Maya Sen: Deep Roots: How Slavery Still Shapes Southern Politics

Date: 

Monday, February 26, 2018, 12:15pm to 1:30pm

Location: 

Land Hall (Belfer 400)

Maya Sen, Associate Professor, Harvard Kennedy School.

Maya SenPolitical scientist Maya Sen will present research from her forthcoming book, Deep Roots: How Slavery Still Shapes Southern Politicsco-authored with Avidit Acharya (Stanford University) and Matthew Blackwell (Harvard University), forthcoming from Princeton University Press, May 2018.

▶ Read chapter 1


Abstract

Deep RootsThe lasting effects of slavery on contemporary political attitudes in the American South

Despite dramatic social transformations in the United States during the last 150 years, the South has remained staunchly conservative. Southerners are more likely to support Republican candidates, gun rights, and the death penalty, and southern whites harbor higher levels of racial resentment than whites in other parts of the country. Why haven't these sentiments evolved or changed? Deep Roots shows that the entrenched political and racial views of contemporary white southerners are a direct consequence of the region's slaveholding history, which continues to shape economic, political, and social spheres. Today, southern whites who live in areas once reliant on slavery—compared to areas that were not—are more racially hostile and less amenable to policies that could promote black progress. 
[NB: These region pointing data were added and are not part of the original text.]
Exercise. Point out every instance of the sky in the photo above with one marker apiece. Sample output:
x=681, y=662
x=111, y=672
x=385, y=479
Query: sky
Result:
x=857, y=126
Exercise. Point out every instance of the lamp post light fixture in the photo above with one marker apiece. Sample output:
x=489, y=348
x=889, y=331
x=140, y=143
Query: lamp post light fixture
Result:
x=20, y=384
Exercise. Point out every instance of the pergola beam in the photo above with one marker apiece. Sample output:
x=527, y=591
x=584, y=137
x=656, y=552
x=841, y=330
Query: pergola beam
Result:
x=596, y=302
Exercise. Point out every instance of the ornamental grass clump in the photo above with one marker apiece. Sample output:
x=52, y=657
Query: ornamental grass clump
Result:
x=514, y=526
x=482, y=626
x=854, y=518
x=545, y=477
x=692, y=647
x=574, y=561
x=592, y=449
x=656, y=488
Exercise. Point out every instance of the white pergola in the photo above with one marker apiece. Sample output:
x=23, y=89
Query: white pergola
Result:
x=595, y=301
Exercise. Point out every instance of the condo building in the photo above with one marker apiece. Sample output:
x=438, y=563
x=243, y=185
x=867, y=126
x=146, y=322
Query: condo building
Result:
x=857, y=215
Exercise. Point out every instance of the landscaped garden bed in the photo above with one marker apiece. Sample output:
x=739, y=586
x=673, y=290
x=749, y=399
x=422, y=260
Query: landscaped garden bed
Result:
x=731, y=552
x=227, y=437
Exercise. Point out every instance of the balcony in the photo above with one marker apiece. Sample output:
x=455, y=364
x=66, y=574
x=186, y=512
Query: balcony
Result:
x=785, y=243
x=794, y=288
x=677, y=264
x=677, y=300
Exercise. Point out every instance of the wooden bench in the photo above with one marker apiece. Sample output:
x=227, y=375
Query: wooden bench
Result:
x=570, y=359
Highlighting the connection between historical institutions and contemporary political attitudes, the authors explore the period following the Civil War when elite whites in former bastions of slavery had political and economic incentives to encourage the development of anti-black laws and practices. Deep Roots shows that these forces created a local political culture steeped in racial prejudice, and that these viewpoints have been passed down over generations, from parents to children and via communities, through a process called behavioral path dependence. While legislation such as the Civil Rights Act and the Voting Rights Act made huge strides in increasing economic opportunity and reducing educational disparities, southern slavery has had a profound, lasting, and self-reinforcing influence on regional and national politics that can still be felt today.

A groundbreaking look at the ways institutions of the past continue to sway attitudes of the present, Deep Roots demonstrates how social beliefs persist long after the formal policies that created those beliefs have been eradicated.

Avidit Acharya is assistant professor of political science at Stanford University. Matthew Blackwell is assistant professor of government at Harvard University. Maya Sen is associate professor of public policy at the John F. Kennedy School of Government at Harvard University. 


About the speaker

Maya Sen is a  political scientist and an Associate Professor at Harvard University's John F. Kennedy School of Government. Her research interests include statistical methods, law, political economy, and race and ethnic politics.

Sen writes on issues involving the political economy of race relations, the American legal system, and law and politics. Her research has been published in journals such as the American Political Science Review, the American Journal of Political Science, the Journal of Politics, Political Analysis, and the Journal of Legal Studies, and has been covered by the New York Times, the Washington Post, The Economist, National Public Radio, and other outlets.

Sen received her PhD in 2012 from the Harvard Department of Government and her AM degree in 2011 from the Harvard Department of Statistics. She also holds a JD from Stanford Law School and an AB degree in Economics from Harvard College.

At Harvard, she is an affiliate of the Institute for Quantitative Social Science and of the Taubman Center for State and Local Government.